Data, context and analysis has come up a lot lately. I talked about data and context about a month ago when people were arguing about JSON vs. XML. The problem at that time was that people were comparing data formats instead of potential usage:
As with any programming problem, different requirements and different contexts may call for different technologies. If you get stuck on saying that JSON is better than XML (or the other way around), you lose another tool in your toolbox.
Another interesting context problem is one regarding location, but not the current location, the geography of thought. In that post, the author is looking at the different context biases western and eastern cultures have:
Unlike the westerners who generally believe objects (in its sense of abstraction) being the fundamental building blocks of the world, for long time the easterners perceive relations being the true construction blocks of the world. The westerners think a noun holding its uniqueness regardless of the application, while the easterners think of a noun indeed with few uniqueness until we recognize its application environment. The easterners think verbs being unique since they describe the ways of tangling while nouns are the things happen to be tangled.
Obviously, this is a different type of context than what the type of context discussed when arguing about the better data format. In all applications, context is of the utmost importance. In applications like Facebook or Twitter, you are providing context in the form of status updates. In applications like FourSquare, the context is provided by the GPS software on your phone. In all of these applications, there is a huge amount of data being created, all of it being transported with the needed contextual information.
However, all of this information currently has no meaning because we are not putting the pieces together. Some of the applications that work with Facebook, Twitter and FourSquare are trying to collect the information, but they are not processing the information. Louis Gray talks about this problem in his We Need Tech Intelligence post:
What is needed now is a doubling down on intelligence, or at least a way to improve our abilities to be better people, better employees, or simply better educated. The promise of something like Quora is not that it’s another social network to chat, but that it has the potential to be a valuable resource for discovery…
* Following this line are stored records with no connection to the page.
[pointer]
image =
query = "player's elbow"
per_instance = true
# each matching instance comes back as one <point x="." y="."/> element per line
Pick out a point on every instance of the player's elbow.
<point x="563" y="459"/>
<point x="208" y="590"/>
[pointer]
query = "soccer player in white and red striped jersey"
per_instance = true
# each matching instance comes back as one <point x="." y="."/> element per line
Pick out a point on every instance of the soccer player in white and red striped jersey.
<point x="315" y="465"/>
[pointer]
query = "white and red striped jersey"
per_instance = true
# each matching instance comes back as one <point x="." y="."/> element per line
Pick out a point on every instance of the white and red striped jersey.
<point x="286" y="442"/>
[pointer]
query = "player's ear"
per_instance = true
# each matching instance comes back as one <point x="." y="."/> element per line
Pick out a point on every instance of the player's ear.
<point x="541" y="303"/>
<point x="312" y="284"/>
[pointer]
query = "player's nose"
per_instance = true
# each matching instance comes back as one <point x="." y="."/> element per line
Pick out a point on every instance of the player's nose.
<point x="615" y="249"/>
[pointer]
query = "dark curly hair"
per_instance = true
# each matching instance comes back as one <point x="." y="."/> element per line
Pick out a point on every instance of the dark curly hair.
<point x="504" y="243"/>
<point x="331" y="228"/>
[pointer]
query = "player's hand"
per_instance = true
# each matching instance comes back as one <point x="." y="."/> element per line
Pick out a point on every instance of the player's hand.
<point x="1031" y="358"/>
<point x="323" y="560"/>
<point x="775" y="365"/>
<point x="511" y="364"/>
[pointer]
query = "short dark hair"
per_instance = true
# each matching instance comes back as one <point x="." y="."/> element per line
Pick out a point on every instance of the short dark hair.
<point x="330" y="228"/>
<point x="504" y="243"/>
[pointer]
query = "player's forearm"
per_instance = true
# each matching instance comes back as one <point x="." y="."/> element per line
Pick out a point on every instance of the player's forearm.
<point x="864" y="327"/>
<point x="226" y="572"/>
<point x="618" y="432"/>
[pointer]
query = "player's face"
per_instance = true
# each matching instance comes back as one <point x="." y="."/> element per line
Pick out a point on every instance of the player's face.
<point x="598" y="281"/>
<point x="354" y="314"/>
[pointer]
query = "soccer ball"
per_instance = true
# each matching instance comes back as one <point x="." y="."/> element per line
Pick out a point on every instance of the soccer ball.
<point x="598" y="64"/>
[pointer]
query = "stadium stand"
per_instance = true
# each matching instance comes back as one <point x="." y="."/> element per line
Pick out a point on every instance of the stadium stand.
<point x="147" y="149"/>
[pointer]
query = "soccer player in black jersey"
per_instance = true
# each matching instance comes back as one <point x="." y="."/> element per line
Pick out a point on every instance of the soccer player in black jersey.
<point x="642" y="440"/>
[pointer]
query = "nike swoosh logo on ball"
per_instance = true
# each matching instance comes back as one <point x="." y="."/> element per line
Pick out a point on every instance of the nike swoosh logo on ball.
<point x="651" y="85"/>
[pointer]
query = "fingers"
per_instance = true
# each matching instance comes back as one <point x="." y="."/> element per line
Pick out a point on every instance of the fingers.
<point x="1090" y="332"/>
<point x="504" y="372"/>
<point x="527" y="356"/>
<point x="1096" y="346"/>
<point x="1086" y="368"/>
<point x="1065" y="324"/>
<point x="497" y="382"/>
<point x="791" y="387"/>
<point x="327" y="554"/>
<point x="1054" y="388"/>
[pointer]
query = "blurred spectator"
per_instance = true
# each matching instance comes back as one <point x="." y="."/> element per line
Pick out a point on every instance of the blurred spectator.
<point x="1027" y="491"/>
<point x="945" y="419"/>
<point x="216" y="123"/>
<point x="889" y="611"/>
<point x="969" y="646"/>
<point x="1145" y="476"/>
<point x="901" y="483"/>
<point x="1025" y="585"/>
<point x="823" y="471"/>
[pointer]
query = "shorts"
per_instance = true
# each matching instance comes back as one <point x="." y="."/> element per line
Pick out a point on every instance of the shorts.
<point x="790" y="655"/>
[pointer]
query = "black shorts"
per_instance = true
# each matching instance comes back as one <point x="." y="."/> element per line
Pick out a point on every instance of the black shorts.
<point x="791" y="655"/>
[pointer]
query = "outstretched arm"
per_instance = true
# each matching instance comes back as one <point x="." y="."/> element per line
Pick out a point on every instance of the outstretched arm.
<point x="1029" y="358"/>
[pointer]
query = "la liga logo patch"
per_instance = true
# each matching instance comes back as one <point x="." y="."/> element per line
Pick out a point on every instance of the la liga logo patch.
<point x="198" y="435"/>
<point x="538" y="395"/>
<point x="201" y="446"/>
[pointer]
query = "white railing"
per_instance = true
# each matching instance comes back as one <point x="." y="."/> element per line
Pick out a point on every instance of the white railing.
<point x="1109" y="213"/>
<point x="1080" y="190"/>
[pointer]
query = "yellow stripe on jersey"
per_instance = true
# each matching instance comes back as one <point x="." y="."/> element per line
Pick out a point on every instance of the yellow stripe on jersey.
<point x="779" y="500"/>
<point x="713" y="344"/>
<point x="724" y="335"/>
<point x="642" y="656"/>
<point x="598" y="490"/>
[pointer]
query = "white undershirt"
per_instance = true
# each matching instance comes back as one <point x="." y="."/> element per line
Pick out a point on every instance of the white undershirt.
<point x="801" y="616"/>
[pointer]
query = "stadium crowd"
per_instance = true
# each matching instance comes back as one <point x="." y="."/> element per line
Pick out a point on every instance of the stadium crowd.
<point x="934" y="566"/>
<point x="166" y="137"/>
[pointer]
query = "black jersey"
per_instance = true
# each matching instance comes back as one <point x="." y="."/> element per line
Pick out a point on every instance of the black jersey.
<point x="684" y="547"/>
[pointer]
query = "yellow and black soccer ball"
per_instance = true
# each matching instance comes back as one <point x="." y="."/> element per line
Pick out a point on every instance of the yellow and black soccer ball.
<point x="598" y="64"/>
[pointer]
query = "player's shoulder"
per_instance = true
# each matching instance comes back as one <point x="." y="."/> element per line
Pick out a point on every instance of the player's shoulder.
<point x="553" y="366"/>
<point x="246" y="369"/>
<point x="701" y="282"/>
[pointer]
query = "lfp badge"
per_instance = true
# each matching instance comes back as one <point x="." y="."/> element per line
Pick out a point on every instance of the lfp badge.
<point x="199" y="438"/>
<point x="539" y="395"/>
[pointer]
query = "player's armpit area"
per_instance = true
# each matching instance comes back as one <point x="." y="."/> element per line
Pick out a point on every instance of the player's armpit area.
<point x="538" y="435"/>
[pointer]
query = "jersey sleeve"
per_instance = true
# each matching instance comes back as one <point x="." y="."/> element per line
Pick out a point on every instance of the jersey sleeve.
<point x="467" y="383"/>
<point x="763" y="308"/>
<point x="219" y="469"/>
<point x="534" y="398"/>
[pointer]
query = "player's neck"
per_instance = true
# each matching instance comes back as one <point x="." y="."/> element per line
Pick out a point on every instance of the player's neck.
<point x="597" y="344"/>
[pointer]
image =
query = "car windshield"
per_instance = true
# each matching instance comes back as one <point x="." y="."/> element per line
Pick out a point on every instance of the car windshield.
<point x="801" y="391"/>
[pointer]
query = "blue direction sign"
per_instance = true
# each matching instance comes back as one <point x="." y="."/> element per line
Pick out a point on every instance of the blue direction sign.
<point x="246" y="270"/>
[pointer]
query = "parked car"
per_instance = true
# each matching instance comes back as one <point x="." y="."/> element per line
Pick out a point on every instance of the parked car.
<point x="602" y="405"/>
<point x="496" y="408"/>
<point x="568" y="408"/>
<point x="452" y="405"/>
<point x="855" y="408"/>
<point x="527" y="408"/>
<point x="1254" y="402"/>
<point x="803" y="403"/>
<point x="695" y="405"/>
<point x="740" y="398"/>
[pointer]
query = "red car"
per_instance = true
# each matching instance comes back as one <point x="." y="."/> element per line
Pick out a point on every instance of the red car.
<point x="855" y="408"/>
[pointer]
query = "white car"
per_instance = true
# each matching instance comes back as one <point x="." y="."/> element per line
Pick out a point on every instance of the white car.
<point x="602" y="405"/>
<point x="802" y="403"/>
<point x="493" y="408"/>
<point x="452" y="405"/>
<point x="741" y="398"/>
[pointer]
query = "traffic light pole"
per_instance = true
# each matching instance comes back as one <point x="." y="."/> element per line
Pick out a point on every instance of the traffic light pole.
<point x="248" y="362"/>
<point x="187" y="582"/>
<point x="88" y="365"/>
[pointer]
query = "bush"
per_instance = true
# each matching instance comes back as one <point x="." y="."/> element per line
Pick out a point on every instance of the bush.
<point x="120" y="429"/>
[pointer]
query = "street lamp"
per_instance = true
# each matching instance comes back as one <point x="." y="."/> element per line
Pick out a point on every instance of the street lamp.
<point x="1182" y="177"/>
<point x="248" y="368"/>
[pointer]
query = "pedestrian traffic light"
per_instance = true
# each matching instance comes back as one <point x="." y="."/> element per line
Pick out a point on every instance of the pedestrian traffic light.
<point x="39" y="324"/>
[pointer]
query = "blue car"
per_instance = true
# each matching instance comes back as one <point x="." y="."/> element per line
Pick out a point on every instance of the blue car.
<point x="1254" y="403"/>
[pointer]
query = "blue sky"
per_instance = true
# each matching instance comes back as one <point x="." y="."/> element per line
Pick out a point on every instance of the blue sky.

The problem with all of this data is that even with context it does not always have much meaning or at least actionable information. Or the data is from only one service, like FourSquare, but there are other players in the location application space. By only taking data from one application, you are potentially limiting your information to one subset of the population. Does this mean that you need all location application information? Absolutely not, but you should get some good coverage. Continuing with the location data example, you want several different checkin services, like GoWalla, Google Latitude and Facebook Places. In addition to basic location data, ensure that you are capturing additional metadata like reviews or ratings from services like Yelp. This allows you to gather more data over a larger population. By doing this, trends that become apparent in the data are more generalized. Taking a trend from one service could mean that a specific type of subset of the population may fit the trend, but it does not apply to the mainstream. Think back to a year ago and what FourSquare was then. It was a haven only for early adopters. Trends from that time were not entirely useful for the general population. If you look at the location services now, more people are using them, and Facebook has thrust location into the mainstream with its Places features. That is a much different population than the early FourSquare users.
Putting It All Together
So, if you have all of this data from all of these different types of services what do you do with it? First, you may not be in the best position to collect the data. Thankfully, there are services that will do the data collection for you for a price. I mentioned some in my “A Look Ahead” post, but there is something missing from that portion of the post:
The one prediction I will make is that some data startup will become huge. We have some players already in Gnip and DataSift, but 2011 is really the year of data and one company will have massive growth.
Yes, these types of data collection services will have a big year, but in order for a data startup to become huge, they need to add value to the data. Thinking in the terms of the examples above, the data collection services provide the data and the context. There is minimal analysis and meaning in the data. Some of this can be done by adding semantic tagging or implementing concepts from Linked Data. By providing this relationship data, some meaning can be inferred or at the minimum you have provided more contextual information. The analysis and meaning can be extracted using various analysis and graphing tools, but in many cases tools and algorithms from machine learning and artificial intelligence will be incorporated.
The analysis of data and extracting meaning from the data is not an easy process. Data analysis, statistics, machine learning and artificial intelligence have been lurking next to the web for years. Web analytics solutions use many concepts from these areas, but now we are generating useful data that is outside of the traditional web analytics world. Imaging if one of these data startups provided analysis of the location data across various services. This may not mean much to the mass consumer, but what about the small business owner? They would love to know that people are often visiting a competitor near them, but those same people have been unhappy with service. The small business owner cannot do this type of data collection and analysis themselves, and they are not the only people that would benefit from these types of services.
The real question is are you ready? Do you have the right tools and services that you need?